Mais l’objection juridique n’était pas la plus grave. Au point de vue économique, les effets étaient incalculables. Les patrons cessaient à partir de ce moment d’être maîtres de régler les salaires et les conditions du travail. Le pouvoir d’appréciation passait au Conseil de la corporation, et, les ouvriers s’y trouvant représentés au même titre que les patrons, on pouvait craindre de leur voir prendre dans la suite cette prépondérance du nombre qui avait tant effrayé les maîtres du XVe siècle et les avait amenés à demander au pouvoir royal la suppression des corporations et la réglementation par l’Etat.

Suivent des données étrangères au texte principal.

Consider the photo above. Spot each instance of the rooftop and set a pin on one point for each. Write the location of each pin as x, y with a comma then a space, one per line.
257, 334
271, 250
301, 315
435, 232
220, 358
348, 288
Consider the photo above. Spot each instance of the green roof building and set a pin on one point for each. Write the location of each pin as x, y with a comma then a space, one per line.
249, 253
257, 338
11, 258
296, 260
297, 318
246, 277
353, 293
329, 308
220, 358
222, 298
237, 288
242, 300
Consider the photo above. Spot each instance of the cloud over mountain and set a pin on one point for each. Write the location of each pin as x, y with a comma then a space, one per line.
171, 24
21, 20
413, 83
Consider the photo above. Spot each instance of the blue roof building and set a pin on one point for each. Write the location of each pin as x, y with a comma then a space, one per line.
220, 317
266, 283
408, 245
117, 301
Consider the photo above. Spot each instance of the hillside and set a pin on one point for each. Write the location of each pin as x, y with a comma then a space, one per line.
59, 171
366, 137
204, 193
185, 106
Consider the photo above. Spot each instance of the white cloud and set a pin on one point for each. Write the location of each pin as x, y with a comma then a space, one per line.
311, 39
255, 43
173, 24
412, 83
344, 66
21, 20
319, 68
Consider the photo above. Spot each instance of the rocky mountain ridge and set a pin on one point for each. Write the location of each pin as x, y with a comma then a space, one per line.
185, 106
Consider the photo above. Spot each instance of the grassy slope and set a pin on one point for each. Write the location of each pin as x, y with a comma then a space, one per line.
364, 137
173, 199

La création de ces Conseils devait nécessairement entraîner la constitution de corporations puissantes, organisées légalement, car il faut que l’association ouvrière qui se soumet à l’arbitrage ait une discipline assez forte pour faire accepter par tous la sentence rendue ; il faut aussi qu’elle jouisse de la personnalité civile pour présenter une responsabilité effective et qu’elle soit assez stable pour que ses délégués puissent être instruits des nécessités de l’industrie, ce qui ne peut s’obtenir que par le concours d’experts et de conseils salariés par l’Union.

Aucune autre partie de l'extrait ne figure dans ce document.